Verbrenner vs. E-Auto
Wir ernten erstaunlich wenig Kritik für unser E-Auto und selbst Anfeindungen wg. Tesla oder Elon Musk hatten wir bislang keine. Stattdessen haben wir sogar schon viele interessante Gespräche geführt und auch skeptische Leute für den Elektroantrieb begeistern können. Aber offenbar gibt es viele, viele Leute, die an ihrem Öltimer kleben. Okay, ein vorhandenes Auto zu ersetzen, hat nur bedingt einen Sinn, aber bei einem geplanten Neukauf den Elektroantrieb kategorisch und vollkommen unreflektiert abzulehnen, nur weil man "es nicht mag" und es "ideologischer Mist" ist, zeugt von grenzenloser Dummheit. Dabei ist ein Elektromotor aus rein physikalischer Sicht die bessere Wahl. Warum? Nun:
Warum gilt der Elektroantrieb technisch als überlegen? Im Kern trifft hier ein System, das auf kontrollierten Verbrennungen basiert, auf eines, das die Kräfte von Magnetfeldern nutzt. Und genau dieser Unterschied macht sich in nahezu allen technischen Disziplinen bemerkbar.

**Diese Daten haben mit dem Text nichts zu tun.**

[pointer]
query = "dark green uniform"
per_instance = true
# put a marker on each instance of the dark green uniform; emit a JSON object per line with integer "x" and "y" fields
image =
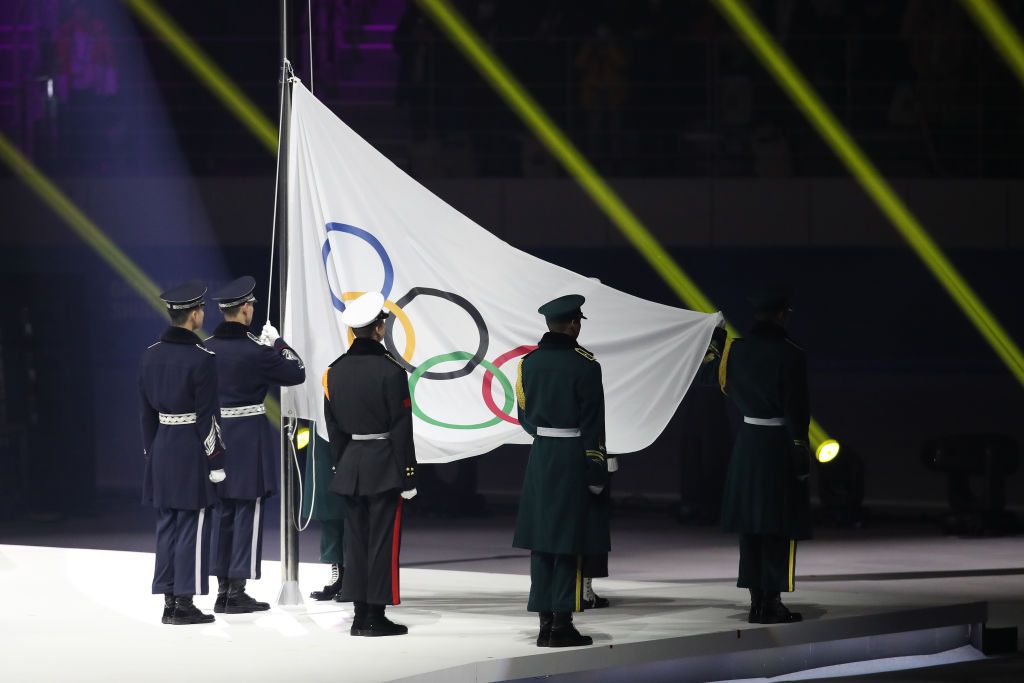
{"x": 766, "y": 498}
{"x": 559, "y": 386}
{"x": 326, "y": 507}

Der vielleicht größte Vorteil des Elektromotors ist sein Wirkungsgrad. Während ein Verbrennungsmotor einen Großteil der eingesetzten Energie als Wärme verliert, wandelt ein Elektromotor den überwiegenden Teil direkt in Bewegung um. Ein moderner Verbrenner erreicht unter günstigen Bedingungen Wirkungsgrade von etwa 35 bis 40 Prozent. Mehr als die Hälfte der Energie verschwindet dagegen ungenutzt über Kühlsystem und Abgasanlage. Elektromotoren schaffen hingegen Wirkungsgrade von über 90 Prozent, da nur geringe Reibungsverluste und vergleichsweise wenig Abwärme entstehen.

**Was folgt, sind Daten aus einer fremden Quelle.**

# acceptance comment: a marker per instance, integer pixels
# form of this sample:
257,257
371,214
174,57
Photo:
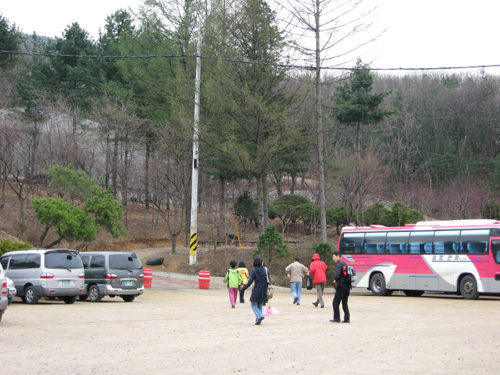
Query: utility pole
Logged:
193,241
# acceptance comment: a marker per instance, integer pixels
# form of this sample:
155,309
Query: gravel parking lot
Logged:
186,330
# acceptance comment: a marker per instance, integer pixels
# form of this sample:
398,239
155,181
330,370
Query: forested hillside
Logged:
279,142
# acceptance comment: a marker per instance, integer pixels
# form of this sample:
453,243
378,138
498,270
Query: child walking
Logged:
233,280
242,269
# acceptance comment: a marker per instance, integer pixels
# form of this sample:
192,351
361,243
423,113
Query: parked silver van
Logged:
113,274
46,273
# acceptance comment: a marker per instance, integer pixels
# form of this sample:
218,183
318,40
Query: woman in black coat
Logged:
259,275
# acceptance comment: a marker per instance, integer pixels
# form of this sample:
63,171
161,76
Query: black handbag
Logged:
309,283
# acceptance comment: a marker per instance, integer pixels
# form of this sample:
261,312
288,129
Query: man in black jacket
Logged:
342,290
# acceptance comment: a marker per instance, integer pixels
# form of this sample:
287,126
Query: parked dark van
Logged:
109,273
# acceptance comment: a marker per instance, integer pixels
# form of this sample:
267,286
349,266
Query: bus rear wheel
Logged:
468,287
377,285
413,293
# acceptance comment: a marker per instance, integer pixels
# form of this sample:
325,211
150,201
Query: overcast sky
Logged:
420,34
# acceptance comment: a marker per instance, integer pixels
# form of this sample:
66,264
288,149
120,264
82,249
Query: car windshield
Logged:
63,259
124,262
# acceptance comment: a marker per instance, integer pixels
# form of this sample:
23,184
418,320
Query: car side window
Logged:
17,262
4,261
85,260
97,261
33,261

Auch bei der Leistungsentfaltung zeigt sich ein grundlegender Unterschied. Ein Verbrennungsmotor muss zunächst eine bestimmte Drehzahl erreichen, bevor er sein volles Drehmoment bereitstellt. Deshalb sind mehrstufige Getriebe notwendig, um den Motor stets im optimalen Arbeitsbereich zu halten. Beim Elektromotor liegt das maximale Drehmoment dagegen bereits ab der ersten Umdrehung an. Die volle Kraft steht sofort zur Verfügung, was das spontane Ansprechverhalten erklärt und komplexe Schaltgetriebe weitgehend überflüssig macht.

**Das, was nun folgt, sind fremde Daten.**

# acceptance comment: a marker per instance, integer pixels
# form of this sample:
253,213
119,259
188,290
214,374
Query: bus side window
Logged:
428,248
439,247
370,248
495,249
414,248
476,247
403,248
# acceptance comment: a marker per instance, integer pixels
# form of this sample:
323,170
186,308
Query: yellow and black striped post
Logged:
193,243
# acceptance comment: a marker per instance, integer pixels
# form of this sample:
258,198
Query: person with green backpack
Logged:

Hinzu kommt ein weiterer Vorteil, den Verbrennungsmotoren prinzipbedingt nicht bieten können: die Rekuperation. Beim Bremsen eines Fahrzeugs mit Verbrennungsmotor wird die Bewegungsenergie nahezu vollständig in Wärme umgewandelt und geht verloren. Ein Elektromotor kann dagegen beim Verzögern als Generator arbeiten. Dabei wird ein Teil der Bewegungsenergie zurückgewonnen und wieder in die Batterie eingespeist. Das erhöht die Effizienz, schont die Bremsanlage und kann die Reichweite spürbar verbessern. (Stichwort: Probleme beim TÜV wegen verrosteter Bremsen. Gerade beim Tesla kann man über die Rekuperation das Auto bis in den Stand abbremsen. Wenn man halbwegs vorausschauend fährt, kommt man OHNE (!) die Nutzung des Bremspedals klar.)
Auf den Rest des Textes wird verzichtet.